Kini, muncul pertanyaan mengenai nasib kombatan asing ISIS yang masih hidup pascakekalahannya, terutama mereka yang menyerah untuk kemudian ditangkap oleh otoritas atau melarikan diri. Dan, beberapa di antara mereka menyatakan ingin pulang ke negara asal.

Merespons hal tersebut, Kementerian Luar Negeri RI mengatakan bahwa perlu ada proses verifikasi khusus bagi para eks-simpatisan atau eks-kombatan ISIS di Suriah yang mengaku WNI dan meminta pulang ke Indonesia.

"Terkait WNI yang diduga ke sana dalam konteks mendukung ISIS. Tentunya itu sebagian dari mereka sudah tidak memiliki dokumen yang resmi," kata Juru Bicara Kemlu RI, Arrmanatha Nasir, di Jakarta, Kamis (28/3/2019).

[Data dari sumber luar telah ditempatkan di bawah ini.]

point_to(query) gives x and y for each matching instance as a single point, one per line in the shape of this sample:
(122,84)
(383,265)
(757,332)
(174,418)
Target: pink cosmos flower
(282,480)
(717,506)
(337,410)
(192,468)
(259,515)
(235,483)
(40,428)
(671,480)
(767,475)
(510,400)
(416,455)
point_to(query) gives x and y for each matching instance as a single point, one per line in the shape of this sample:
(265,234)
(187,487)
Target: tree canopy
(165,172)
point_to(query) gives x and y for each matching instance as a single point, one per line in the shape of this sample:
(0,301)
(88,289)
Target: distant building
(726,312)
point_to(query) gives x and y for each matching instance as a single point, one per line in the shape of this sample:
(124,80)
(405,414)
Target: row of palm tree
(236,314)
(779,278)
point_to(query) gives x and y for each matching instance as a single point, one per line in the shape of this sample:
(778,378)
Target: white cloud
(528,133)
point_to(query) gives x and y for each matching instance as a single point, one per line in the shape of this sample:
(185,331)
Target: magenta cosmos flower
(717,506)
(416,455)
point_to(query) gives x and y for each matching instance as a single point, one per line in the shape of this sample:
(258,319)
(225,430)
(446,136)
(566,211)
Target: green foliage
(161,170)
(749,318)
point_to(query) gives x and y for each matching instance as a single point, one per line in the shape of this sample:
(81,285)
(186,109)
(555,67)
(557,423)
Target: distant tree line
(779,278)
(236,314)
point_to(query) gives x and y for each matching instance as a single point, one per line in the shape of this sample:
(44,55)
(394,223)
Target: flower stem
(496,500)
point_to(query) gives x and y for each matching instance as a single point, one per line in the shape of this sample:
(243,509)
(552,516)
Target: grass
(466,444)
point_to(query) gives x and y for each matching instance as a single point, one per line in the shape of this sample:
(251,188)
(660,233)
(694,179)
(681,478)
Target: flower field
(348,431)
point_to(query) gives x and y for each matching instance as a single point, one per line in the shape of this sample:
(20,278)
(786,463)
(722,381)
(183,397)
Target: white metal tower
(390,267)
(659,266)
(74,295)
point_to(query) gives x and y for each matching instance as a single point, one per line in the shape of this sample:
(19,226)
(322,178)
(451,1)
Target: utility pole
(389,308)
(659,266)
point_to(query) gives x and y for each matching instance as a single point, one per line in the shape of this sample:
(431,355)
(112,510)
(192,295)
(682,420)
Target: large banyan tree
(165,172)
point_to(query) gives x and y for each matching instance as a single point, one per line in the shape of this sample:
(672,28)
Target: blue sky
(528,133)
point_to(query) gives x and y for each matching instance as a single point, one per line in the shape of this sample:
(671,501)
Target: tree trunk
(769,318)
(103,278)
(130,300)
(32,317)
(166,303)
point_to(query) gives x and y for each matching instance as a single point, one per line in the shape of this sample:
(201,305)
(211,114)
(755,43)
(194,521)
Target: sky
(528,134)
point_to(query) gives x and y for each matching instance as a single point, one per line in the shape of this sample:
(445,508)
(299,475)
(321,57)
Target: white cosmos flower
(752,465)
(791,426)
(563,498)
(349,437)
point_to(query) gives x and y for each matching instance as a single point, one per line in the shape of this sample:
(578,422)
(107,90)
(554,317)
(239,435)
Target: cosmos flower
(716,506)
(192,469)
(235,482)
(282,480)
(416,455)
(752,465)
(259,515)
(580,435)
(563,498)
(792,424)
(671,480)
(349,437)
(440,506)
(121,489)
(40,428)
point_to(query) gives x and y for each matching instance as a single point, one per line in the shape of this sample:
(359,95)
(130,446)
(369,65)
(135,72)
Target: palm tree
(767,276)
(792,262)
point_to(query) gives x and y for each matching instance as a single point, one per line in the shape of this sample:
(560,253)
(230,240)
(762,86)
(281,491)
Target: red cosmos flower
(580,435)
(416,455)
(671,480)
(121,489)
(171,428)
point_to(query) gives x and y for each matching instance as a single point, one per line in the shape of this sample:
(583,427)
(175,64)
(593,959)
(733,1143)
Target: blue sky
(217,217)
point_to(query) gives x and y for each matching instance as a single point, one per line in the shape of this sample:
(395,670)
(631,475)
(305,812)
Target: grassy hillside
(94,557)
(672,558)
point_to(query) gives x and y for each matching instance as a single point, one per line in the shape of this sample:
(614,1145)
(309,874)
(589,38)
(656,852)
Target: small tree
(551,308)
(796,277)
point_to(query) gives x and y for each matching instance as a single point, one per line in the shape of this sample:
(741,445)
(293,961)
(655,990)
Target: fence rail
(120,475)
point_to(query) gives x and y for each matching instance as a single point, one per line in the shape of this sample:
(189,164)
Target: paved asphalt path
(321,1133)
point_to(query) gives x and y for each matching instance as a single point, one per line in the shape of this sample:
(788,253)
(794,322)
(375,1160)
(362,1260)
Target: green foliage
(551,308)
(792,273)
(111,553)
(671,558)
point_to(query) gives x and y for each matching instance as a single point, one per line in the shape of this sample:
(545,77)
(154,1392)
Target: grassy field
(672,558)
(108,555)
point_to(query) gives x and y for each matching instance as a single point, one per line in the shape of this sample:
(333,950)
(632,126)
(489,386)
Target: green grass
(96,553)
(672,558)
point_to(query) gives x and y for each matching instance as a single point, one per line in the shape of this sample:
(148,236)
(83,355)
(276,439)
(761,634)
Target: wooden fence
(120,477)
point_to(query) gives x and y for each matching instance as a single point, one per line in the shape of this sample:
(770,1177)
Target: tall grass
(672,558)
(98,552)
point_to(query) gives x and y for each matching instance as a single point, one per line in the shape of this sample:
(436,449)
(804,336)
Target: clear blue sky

"Oleh karena itu, kita harus melakukan berbagai tahap sebelum bisa menentukan apakah kita akan memberikan pelayanan sebagai WNI kepada mereka."

"Kita perlu melakukan verifikasi apakah mereka WNI. Verifikasi ada prosesnya tersendiri, yang melibatkan berbagai pemangku kepentingan seperti Kemlu, Kemendagri, BNPT, Polri, dan lainnya."

"Setelah (verifikasi) itu kita baru bisa menentukan apa yang bisa kita lakukan," kata Arrmanatha.

Ia menambahkan, proses lanjutan pascaverifikasi status kewarganegaraan dapat berupa tahapan yang sangat panjang, meliputi analisis profil hingga mencakup keikutsertaan dalam program deradikalisasi.

"Baru setelah itu kita bisa menentukan apakah mereka akan bisa kembali atau tidak," jelasnya.

Antisipasi Polri

Mengomentari soal kesiagaan otoritas penegak hukum Indonesia usai kekalahan ISIS di Suriah serta potensi kembalinya WNI eks-kombatan ke Tanah Air, Kepala Biro Penerangan Masyarakat (Karopenmas) Mabes Polri, Brigjen. Pol Dedi Prasetyo mengatakan bahwa kepolisian selalu waspada.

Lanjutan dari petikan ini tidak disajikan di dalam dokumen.